Category: Anthropologist

Tribal affiliation: Tuscarora

Significance: Hewitt, who was perhaps as much as one-quarter Tuscarora, was a leading authority on the Iroquois League and the ceremonials and customs of the Six Nations

John Napoleon Brinton Hewitt was born in Lewiston, Niagara County, New York, in 1859. He was of French, English,Tuscarora, and Scottish heritage. Hewitt hoped to become a physician, but poor health prevented him from completing preparatory schooling. He continued his scholarly pursuits, however, and in 1880 was employed to collect Iroquoian Indian myths from residents of the Grand River and Onondaga reservations. In 1886, the Bureau of American Ethnology began sponsoring his work, and he continued with the same institution and line of research to the end of his life. Hewitt was fluent in the languages of the Tuscarora, Mohawk, and Onondaga; he also became well versed in several dialects from the Algonquian language family and successfully established the connection of the Cherokee language to the Iroquoian family.
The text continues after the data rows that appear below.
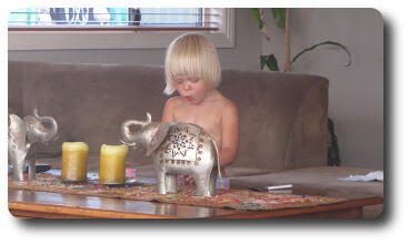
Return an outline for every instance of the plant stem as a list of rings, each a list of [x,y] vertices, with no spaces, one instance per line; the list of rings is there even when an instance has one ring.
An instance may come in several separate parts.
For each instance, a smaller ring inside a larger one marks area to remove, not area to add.
[[[290,9],[286,9],[286,27],[285,27],[285,71],[291,71],[291,51],[290,51]]]

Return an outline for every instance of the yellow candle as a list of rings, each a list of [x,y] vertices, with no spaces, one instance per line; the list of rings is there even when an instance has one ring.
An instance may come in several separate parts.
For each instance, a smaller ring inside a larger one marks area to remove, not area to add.
[[[102,184],[124,183],[124,161],[128,154],[128,145],[101,146],[99,162],[99,182]]]
[[[62,143],[62,181],[86,181],[89,148],[84,142]]]

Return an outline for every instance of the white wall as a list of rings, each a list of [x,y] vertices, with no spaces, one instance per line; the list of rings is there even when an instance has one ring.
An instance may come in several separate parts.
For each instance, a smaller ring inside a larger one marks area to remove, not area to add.
[[[262,52],[275,53],[283,69],[283,31],[268,16]],[[341,165],[383,167],[383,20],[375,9],[293,9],[291,53],[331,40],[352,54],[352,65],[339,48],[320,47],[293,63],[293,72],[329,79],[329,116],[335,121]]]

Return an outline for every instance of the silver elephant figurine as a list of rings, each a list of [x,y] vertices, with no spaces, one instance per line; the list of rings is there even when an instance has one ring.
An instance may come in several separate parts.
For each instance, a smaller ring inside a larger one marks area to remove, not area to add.
[[[122,143],[147,149],[152,155],[159,194],[178,192],[178,174],[193,175],[196,195],[216,195],[220,176],[219,151],[216,141],[202,128],[190,123],[158,123],[127,120],[121,125]],[[131,126],[141,125],[137,132]]]
[[[31,150],[32,159],[29,160],[29,180],[36,180],[36,152],[33,144],[37,142],[48,142],[54,139],[58,124],[50,116],[40,116],[37,109],[33,115],[20,119],[16,114],[10,114],[8,150],[9,160],[13,166],[13,179],[23,181],[24,160]],[[48,126],[46,126],[48,124]]]

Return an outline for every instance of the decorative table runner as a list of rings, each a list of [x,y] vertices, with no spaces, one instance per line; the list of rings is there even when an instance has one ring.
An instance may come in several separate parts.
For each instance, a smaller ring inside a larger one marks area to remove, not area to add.
[[[9,176],[9,187],[197,206],[230,207],[236,210],[278,210],[317,206],[346,201],[345,199],[326,196],[253,192],[249,190],[218,190],[217,196],[196,196],[196,187],[187,185],[179,185],[179,193],[177,194],[160,195],[156,193],[154,185],[134,184],[110,187],[99,184],[96,181],[88,181],[83,184],[66,184],[61,182],[59,176],[42,173],[37,174],[36,181],[14,182]]]

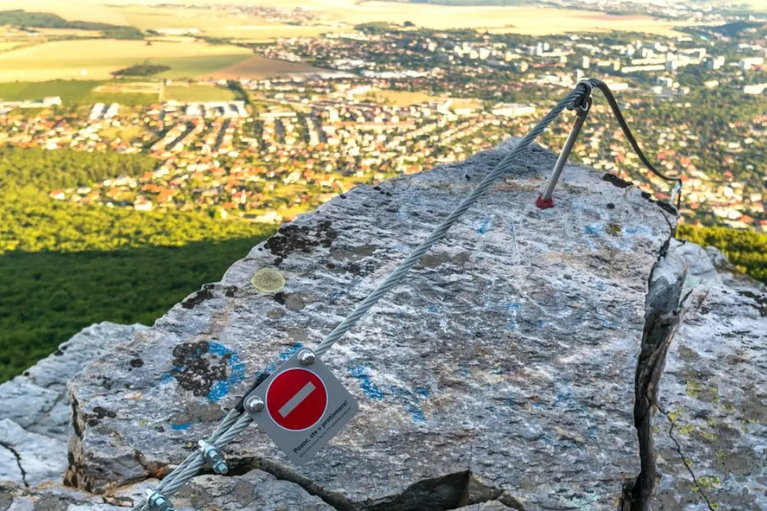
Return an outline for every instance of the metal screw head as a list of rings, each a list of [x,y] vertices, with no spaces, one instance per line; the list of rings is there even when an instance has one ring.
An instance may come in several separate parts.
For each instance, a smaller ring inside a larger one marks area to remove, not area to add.
[[[301,365],[311,365],[317,360],[317,355],[308,349],[302,349],[298,353],[298,363]]]
[[[224,461],[219,461],[213,465],[213,470],[216,473],[220,473],[222,476],[226,475],[229,471],[229,467],[226,466],[226,463]]]
[[[257,395],[252,395],[245,400],[245,409],[249,414],[257,414],[264,409],[264,400]]]
[[[146,490],[146,503],[152,511],[174,511],[173,505],[170,503],[170,501],[166,499],[162,493],[154,490]]]

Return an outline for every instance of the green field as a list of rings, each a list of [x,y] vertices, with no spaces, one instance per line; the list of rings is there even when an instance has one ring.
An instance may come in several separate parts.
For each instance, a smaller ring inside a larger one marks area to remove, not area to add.
[[[170,66],[170,70],[156,75],[160,78],[196,78],[239,64],[252,54],[213,55],[210,57],[179,57],[152,59],[153,64]]]
[[[0,382],[93,323],[151,325],[275,229],[48,195],[156,164],[145,155],[0,146]]]
[[[0,84],[0,99],[6,101],[38,100],[46,96],[59,96],[67,104],[90,101],[87,98],[100,81],[52,80],[46,82],[12,82]]]

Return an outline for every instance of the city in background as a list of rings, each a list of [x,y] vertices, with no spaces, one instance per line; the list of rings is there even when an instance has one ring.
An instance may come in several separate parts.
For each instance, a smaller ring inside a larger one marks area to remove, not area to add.
[[[589,77],[682,175],[682,233],[767,278],[763,2],[114,3],[0,11],[4,377],[150,324],[356,185],[523,136]],[[571,159],[669,198],[598,93]]]

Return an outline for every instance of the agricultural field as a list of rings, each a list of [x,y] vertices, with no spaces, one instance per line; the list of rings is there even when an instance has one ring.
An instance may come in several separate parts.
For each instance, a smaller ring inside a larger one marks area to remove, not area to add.
[[[268,78],[281,74],[291,73],[313,73],[327,70],[313,67],[305,64],[288,62],[265,58],[264,57],[251,57],[247,60],[225,67],[206,77],[217,80],[235,80],[237,78]]]
[[[763,0],[744,0],[754,8],[767,10]],[[105,5],[101,2],[108,3]],[[320,15],[316,26],[295,26],[270,23],[255,16],[232,15],[222,11],[195,8],[209,5],[208,0],[164,0],[165,4],[183,4],[187,8],[154,7],[153,0],[4,0],[5,8],[25,8],[58,14],[67,19],[103,21],[132,25],[141,30],[198,28],[205,35],[234,38],[253,41],[277,38],[319,35],[323,32],[349,30],[354,25],[372,21],[402,24],[412,21],[433,28],[476,28],[519,34],[545,34],[565,31],[630,31],[673,34],[675,25],[650,16],[613,16],[552,8],[438,5],[393,2],[358,0],[260,0],[260,5],[284,8],[305,7]],[[249,0],[227,0],[230,5],[252,3]]]
[[[6,101],[38,100],[59,96],[65,104],[86,101],[91,91],[101,82],[92,80],[11,82],[0,84],[0,99]]]
[[[195,77],[251,54],[247,48],[204,42],[60,41],[0,54],[0,82],[108,80],[114,71],[147,61],[171,67],[163,77]]]
[[[172,85],[165,87],[165,99],[182,103],[204,101],[230,101],[236,95],[229,89],[216,87]]]

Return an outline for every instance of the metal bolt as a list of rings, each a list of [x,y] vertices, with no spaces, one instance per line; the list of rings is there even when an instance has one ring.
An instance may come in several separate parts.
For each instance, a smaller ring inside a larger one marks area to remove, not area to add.
[[[317,360],[317,355],[309,349],[302,349],[298,353],[298,363],[301,365],[311,365]]]
[[[257,395],[252,395],[245,400],[245,409],[249,414],[257,414],[264,409],[264,400]]]
[[[164,495],[151,489],[146,490],[146,505],[150,511],[176,511],[173,504]]]
[[[199,445],[199,450],[205,457],[205,460],[213,467],[216,473],[224,475],[229,471],[229,467],[226,466],[226,460],[222,452],[216,449],[204,440],[201,440],[197,444]]]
After 1896, although Hewitt gathered information on Chippewa, Ottawa, and Delaware languages, he concentrated primarily upon Iroquoian. He was painstakingly thorough and slow; thus only a small part of his research was printed before his death. In the bureau’s archives there are 250 entries under his name, consisting of 8,000 manuscript pages, 10,000 note-cards, more than 100 articles submitted to the Handbook of American Indians, and 25 submissions to American Anthropologist.